Base URL: https://www.ebi.ac.uk/pdbe/api/

Documentation: https://www.ebi.ac.uk/pdbe/api/doc/

Aggregated API

Base URL: https://www.ebi.ac.uk/pdbe/graph-api/

Documentation: https://pdbe.org/graph-api

Search API (Solr)

Base URL: https://www.ebi.ac.uk/pdbe/search/pdb/select?

Documentation: https://www.ebi.ac.uk/pdbe/api/doc/search.html

Common Query Patterns

1. Structure Summary and Metadata

Get basic information about a structure including deposition date, revision date, authors, and experimental method:

import json

pdb_id = "4wa9"
url = f"https://www.ebi.ac.uk/pdbe/api/pdb/entry/summary/{pdb_id}"
result = coot.coot_get_url_as_string_py(url)

# Handle both string and bytes responses
if isinstance(result, bytes):
   result = result.decode('utf-8')

data = json.loads(result)

# Extract key information
entry = data[pdb_id][0]
print(f"Title: {entry['title']}")
print(f"Release date: {entry['release_date']}")
print(f"Revision date: {entry['revision_date']}")
print(f"Method: {entry['experimental_method']}")
print(f"Authors: {entry['entry_authors']}")

Key fields in response:

  • title - Structure title
  • release_date - Original deposition date (YYYYMMDD)
  • revision_date - Most recent revision date (YYYYMMDD)
  • experimental_method - List of experimental methods
  • entry_authors - List of authors
  • number_of_entities - Count of different entity types (protein, ligand, water, etc.)

2. Molecule/Entity Information

Get organism and molecule details:

import json

pdb_id = "4wa9"
url = f"https://www.ebi.ac.uk/pdbe/api/pdb/entry/molecules/{pdb_id}"
result = coot.coot_get_url_as_string_py(url)

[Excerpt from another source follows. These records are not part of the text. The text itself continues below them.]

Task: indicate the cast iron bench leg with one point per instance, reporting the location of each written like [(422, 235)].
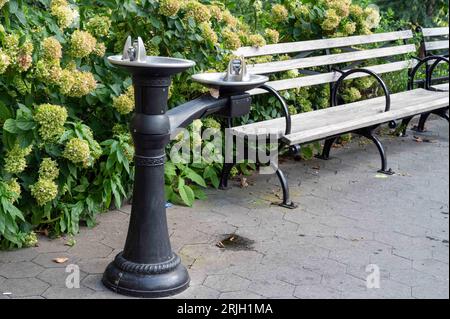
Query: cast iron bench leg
[(368, 133), (226, 171), (404, 126), (327, 148), (287, 202), (423, 120)]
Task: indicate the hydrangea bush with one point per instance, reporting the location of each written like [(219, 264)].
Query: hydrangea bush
[(66, 152)]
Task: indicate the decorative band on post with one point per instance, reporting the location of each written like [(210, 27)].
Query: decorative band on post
[(149, 161), (147, 269)]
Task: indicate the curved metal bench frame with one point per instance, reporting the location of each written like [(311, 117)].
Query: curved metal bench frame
[(428, 86), (287, 202)]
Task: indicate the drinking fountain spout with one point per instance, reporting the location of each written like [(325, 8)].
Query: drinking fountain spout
[(148, 267)]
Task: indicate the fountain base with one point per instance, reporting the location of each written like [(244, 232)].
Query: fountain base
[(146, 281)]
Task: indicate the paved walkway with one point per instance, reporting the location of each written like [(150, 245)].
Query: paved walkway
[(348, 218)]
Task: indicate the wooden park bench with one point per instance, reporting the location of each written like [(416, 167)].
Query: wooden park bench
[(353, 60)]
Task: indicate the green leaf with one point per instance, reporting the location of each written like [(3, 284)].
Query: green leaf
[(187, 195), (5, 113), (193, 176)]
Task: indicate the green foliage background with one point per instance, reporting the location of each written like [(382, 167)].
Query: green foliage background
[(91, 160)]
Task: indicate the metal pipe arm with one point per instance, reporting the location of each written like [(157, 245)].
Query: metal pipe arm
[(185, 114)]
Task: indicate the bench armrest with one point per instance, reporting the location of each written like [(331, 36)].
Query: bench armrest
[(286, 112), (338, 84), (430, 71)]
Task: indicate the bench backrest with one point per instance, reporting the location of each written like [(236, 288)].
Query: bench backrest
[(310, 54), (435, 41)]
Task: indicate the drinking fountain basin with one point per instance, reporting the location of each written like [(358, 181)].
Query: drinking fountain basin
[(157, 65), (135, 59)]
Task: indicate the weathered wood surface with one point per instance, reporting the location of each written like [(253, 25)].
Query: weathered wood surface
[(311, 126), (305, 46)]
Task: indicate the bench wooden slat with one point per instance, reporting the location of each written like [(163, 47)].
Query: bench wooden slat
[(367, 121), (443, 87), (332, 59), (305, 46), (330, 116), (436, 45), (432, 32), (331, 77)]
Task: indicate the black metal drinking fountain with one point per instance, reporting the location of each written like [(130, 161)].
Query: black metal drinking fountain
[(147, 267)]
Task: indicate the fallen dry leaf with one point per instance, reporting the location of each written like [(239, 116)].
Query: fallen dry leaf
[(60, 260), (244, 183), (220, 244)]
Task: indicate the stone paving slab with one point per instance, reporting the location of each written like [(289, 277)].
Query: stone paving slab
[(348, 218)]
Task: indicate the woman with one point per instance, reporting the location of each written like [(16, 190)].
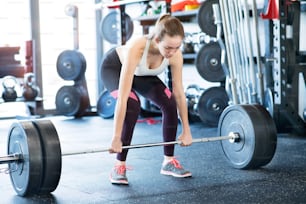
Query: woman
[(134, 68)]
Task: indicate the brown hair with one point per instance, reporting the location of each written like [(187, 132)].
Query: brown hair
[(168, 25)]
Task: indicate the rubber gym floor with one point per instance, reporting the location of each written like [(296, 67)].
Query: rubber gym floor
[(84, 178)]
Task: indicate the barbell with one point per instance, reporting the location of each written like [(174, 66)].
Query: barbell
[(34, 155)]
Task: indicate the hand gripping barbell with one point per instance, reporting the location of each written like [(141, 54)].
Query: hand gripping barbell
[(35, 159)]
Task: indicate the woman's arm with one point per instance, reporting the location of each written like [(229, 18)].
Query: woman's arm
[(129, 65), (176, 64)]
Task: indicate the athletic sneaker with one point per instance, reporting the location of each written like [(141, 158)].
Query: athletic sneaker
[(118, 175), (174, 168)]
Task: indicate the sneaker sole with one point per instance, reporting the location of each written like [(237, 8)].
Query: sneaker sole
[(169, 173)]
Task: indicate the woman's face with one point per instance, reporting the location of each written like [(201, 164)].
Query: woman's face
[(169, 45)]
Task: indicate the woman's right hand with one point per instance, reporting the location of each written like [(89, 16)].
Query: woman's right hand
[(116, 146)]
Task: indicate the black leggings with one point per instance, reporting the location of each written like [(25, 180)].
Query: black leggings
[(150, 87)]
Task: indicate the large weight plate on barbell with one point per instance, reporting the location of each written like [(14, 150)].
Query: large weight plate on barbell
[(26, 174), (109, 29), (106, 105), (208, 62), (68, 100), (52, 155), (258, 136), (211, 104), (206, 18), (71, 65)]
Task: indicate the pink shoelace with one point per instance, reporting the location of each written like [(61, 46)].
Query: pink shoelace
[(121, 169), (176, 163)]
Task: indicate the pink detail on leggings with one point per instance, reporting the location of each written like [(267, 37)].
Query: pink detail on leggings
[(132, 95), (167, 92)]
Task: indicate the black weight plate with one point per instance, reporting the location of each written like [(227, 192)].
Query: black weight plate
[(71, 65), (109, 29), (52, 155), (106, 105), (67, 101), (26, 175), (211, 104), (206, 19), (257, 142), (268, 141), (208, 62)]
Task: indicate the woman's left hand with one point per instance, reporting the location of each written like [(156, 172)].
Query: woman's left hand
[(186, 139)]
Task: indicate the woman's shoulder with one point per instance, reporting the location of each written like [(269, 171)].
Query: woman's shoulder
[(138, 41)]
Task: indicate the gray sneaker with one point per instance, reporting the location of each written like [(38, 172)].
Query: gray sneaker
[(118, 175), (174, 168)]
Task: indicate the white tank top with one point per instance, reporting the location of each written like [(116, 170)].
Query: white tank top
[(143, 70)]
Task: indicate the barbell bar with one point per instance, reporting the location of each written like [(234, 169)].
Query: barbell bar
[(232, 137), (34, 155)]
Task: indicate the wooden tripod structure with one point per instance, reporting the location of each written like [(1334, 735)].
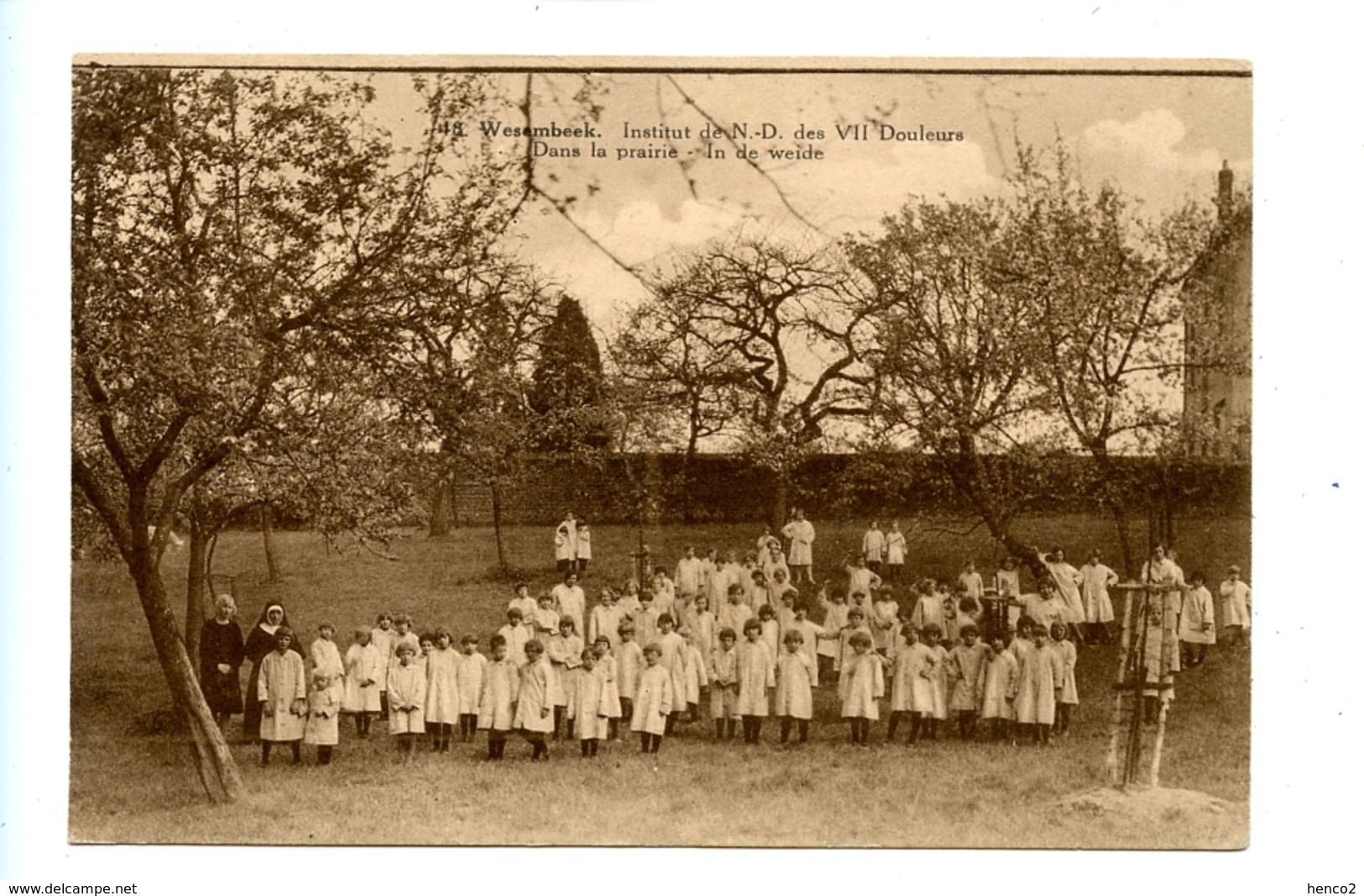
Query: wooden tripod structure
[(1143, 603)]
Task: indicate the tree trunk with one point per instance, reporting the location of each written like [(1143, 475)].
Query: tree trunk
[(441, 501), (217, 769), (497, 524), (272, 558), (196, 606), (781, 495), (687, 460), (1119, 510)]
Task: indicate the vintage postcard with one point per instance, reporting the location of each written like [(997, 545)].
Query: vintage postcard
[(661, 451)]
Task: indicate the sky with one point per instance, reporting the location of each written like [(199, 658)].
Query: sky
[(1161, 139)]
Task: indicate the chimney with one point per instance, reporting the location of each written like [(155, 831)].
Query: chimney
[(1224, 191)]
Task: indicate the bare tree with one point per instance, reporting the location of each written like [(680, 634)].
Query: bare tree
[(781, 327)]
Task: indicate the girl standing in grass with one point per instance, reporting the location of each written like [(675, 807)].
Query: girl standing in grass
[(861, 685), (524, 603), (259, 644), (516, 634), (734, 614), (909, 685), (569, 602), (469, 675), (894, 553), (382, 640), (652, 701), (629, 662), (855, 625), (796, 673), (323, 708), (999, 686), (283, 690), (1040, 685), (966, 664), (724, 686), (936, 673), (363, 671), (606, 618), (403, 633), (630, 603), (835, 618), (565, 652), (672, 658), (645, 619), (607, 666), (593, 695), (704, 629), (1095, 579), (407, 699), (1069, 695), (771, 632), (535, 700), (884, 621), (498, 695), (693, 674), (1196, 623), (442, 697), (756, 674)]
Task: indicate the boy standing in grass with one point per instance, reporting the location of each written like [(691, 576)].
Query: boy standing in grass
[(283, 690), (498, 695)]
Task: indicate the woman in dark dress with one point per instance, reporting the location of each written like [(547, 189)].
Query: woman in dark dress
[(220, 660), (259, 643)]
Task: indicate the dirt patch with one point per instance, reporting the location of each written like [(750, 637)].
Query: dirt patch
[(1146, 805)]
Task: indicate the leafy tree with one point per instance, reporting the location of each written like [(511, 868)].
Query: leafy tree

if isinstance(result, bytes):
   result = result.decode('utf-8')

data = json.loads(result)

if pdb_id in data:
   for entity in data[pdb_id]:
      molecule_name = entity.get('molecule_name', ['N/A'])[0] if isinstance(entity.get('molecule_name', []), list) else entity.get('molecule_name', 'N/A')
      source = entity.get('source', [{}])[0] if isinstance(entity.get('source', []), list) else entity.get('source', {})
      organism = source.get('organism_scientific_name', 'N/A')
      expression_host = source.get('expression_host_scientific_name', 'N/A')
      
      print(f"Molecule: {molecule_name}")
      print(f"  Source organism: {organism}")
      if expression_host != 'N/A' and expression_host != organism:
         print(f"  Expression host: {expression_host}")

3. Compound/Ligand Information

Get detailed information about a specific compound including formula, SMILES, InChI, and revision history:

import json

comp_id = "AXI"  # 3-letter code
url = f"https://www.ebi.ac.uk/pdbe/api/pdb/compound/summary/{comp_id}"
result = coot.coot_get_url_as_string_py(url)

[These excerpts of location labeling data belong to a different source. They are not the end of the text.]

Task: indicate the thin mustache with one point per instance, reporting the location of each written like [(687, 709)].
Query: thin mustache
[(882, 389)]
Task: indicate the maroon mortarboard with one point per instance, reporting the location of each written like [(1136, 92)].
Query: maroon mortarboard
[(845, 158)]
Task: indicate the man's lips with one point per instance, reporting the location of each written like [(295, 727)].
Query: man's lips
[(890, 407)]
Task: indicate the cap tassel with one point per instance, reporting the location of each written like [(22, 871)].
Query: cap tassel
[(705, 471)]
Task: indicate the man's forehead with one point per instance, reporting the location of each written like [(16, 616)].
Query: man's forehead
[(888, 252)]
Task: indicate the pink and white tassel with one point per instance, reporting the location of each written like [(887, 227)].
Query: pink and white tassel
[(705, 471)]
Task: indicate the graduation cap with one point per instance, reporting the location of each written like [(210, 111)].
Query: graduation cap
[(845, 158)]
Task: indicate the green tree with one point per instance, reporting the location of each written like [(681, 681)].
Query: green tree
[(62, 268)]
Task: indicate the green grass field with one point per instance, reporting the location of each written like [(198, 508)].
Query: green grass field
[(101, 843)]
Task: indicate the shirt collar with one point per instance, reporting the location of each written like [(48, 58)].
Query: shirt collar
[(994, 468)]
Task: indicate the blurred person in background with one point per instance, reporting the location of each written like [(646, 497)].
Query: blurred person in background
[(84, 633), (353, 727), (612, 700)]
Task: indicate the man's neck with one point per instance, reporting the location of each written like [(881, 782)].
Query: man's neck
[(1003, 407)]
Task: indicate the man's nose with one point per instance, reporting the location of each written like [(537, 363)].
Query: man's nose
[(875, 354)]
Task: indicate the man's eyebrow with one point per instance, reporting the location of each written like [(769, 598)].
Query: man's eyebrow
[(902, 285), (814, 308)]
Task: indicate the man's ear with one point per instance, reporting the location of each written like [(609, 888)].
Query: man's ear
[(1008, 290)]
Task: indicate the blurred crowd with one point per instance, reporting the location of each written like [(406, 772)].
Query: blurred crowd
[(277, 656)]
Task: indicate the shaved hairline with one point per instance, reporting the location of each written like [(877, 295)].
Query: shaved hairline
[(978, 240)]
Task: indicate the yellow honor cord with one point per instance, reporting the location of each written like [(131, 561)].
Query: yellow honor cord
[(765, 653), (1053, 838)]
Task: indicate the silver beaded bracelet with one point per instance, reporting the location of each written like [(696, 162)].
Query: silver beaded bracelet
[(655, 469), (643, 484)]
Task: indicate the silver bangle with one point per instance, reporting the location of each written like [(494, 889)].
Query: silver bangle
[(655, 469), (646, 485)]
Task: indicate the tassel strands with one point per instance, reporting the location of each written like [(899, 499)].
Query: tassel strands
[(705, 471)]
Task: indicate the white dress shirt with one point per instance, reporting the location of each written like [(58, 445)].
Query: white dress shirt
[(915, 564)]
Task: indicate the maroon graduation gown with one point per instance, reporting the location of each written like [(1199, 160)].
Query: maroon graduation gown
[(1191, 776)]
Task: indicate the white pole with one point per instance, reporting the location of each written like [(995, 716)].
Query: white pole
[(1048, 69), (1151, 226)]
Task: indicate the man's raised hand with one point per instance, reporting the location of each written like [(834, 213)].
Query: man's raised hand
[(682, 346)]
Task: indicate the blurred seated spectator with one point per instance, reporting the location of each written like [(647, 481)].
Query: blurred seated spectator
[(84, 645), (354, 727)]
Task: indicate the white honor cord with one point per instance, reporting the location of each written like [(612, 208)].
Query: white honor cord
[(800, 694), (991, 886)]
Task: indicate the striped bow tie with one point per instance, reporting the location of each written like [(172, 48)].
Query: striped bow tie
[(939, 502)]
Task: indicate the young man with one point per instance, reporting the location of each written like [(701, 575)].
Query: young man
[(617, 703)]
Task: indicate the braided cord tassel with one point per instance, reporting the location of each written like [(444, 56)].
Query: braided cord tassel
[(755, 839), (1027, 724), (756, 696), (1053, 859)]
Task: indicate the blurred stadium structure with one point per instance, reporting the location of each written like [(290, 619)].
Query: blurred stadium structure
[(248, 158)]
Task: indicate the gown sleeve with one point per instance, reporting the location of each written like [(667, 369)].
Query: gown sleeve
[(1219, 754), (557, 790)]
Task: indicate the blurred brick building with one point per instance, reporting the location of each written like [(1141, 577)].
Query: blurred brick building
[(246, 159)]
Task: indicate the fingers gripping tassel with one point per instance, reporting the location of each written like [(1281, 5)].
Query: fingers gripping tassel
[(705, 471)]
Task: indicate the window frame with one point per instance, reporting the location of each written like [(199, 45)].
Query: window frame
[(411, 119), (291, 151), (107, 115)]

if isinstance(result, bytes):
   result = result.decode('utf-8')

data = json.loads(result)

compound = data[comp_id][0]
print(f"Name: {compound['name']}")
print(f"Formula: {compound['formula']}")
print(f"Weight: {compound['weight']}")
print(f"Creation date: {compound['creation_date']}")
print(f"Revision date: {compound['revision_date']}")
print(f"InChI: {compound['inchi']}")
print(f"SMILES: {compound['smiles'][0]['name']}")

Use case: Check if a ligand definition was recently revised, which might explain geometry changes.

4. Downloading Coordinate Files

Download and load PDB/mmCIF files directly:

import gzip

# Download current version from RCSB
pdb_id = "4wa9"
url = f"https://files.rcsb.org/download/{pdb_id}.cif.gz"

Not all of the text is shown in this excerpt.